The Route To The Moon Translunar injection

Flying to the Moon, when you don't have a lot of propellant to hose around, is like a stone throw - a ballistic lob across 400,000 kilometres of space between two worlds. The impulse for this 'throw' came from the S-IVB stage of the Saturn V which added an additional 3 kilometres per second to their speed with a burn nearly 6 minutes long. As this translunar injection (TLI) burn progressed, it modified the spacecraft's circular orbit into an increasingly long, stretched elliptical orbit whose apogee reached further and further into space. By the time the S-IVB shut down, it had set the Apollo spacecraft on an orbit around Earth that had a perigee of only 170 kilometres, but with an apogee at an altitude of over half a million kilometres - if only the Moon had not been in the way!

The precise details of Apollo's throw to the Moon, its duration, direction and timing, depended on a collection of constraints. These were often contradictory, but they narrowed the possible options for the S-IVB's burn to a unique but very useful trajectory. One constraint was propellant, which becomes a very expensive commodity by having to be lifted off Earth's surface. Consequently, planners tended to prefer trajectories that did not demand long burns of rocket engines. Getting to the Moon was not going to be a quick affair. At the other end of the scale, there are ways of reaching the Moon that require very little propellant, but these result in complex trajectories that can take weeks or months to complete. The consumables carried on board the Apollo spacecraft would never last long enough and the physical endurance of the crew in the confined space would be sorely tested. For human spaceflight, there comes a point where the advantages of reduced propellant requirements become more than matched by the increases in food, power and radiation shielding required by the crew.

Another constraint was the landing site.
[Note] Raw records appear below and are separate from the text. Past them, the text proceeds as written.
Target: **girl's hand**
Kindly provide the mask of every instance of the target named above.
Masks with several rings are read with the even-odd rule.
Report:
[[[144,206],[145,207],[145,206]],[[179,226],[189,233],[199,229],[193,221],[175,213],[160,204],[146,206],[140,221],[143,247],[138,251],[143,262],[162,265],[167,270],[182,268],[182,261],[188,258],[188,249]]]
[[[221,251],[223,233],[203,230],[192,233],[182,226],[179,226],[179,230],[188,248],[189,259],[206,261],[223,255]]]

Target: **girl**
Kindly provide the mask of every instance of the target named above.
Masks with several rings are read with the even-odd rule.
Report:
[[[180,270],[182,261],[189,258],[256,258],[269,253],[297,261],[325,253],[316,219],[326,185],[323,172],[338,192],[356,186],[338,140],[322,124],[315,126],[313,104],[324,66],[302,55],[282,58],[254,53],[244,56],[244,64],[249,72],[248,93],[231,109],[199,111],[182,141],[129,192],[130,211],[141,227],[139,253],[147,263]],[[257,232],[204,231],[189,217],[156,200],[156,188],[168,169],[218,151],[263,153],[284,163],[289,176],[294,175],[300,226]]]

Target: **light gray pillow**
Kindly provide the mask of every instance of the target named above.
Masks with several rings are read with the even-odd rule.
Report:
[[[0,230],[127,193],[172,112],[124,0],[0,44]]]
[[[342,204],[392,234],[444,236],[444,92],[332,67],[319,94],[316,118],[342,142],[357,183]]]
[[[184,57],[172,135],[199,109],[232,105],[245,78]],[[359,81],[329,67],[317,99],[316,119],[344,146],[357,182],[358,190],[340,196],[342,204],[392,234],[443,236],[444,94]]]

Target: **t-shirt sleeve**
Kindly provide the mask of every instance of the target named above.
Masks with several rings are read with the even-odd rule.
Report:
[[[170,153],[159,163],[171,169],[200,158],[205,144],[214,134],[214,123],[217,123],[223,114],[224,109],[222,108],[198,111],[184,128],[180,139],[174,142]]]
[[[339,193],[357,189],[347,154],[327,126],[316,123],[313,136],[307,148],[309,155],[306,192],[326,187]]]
When Apollo reached the Moon and inserted itself into lunar orbit, that orbit had to pass over the landing site. Therefore, to save propellant, their trajectory had to place the spacecraft in the best position to achieve its orbit. Planners also had to consider the lighting conditions at the time of landing and the thermal conditions on the Moon's surface. Landings had therefore to be made in the lunar mornings to use the low angle sunlight and benign thermal environment.

The choice of burn was further constrained by crew safety considerations. This was paramount in the minds of planners in view of Kennedy's pledge to return a crew safely to Earth. Any option that maximised NASA's ability to bring an endangered crew back home was keenly adopted. The engineering mantra was: if there is a problem with which you cannot deal directly, then do as little as possible in case you make things worse. What the planners really wanted was an option that would still allow the crew's safe return even if the spacecraft's propulsion system had completely failed. Fortuitously, one existed -the free-return trajectory.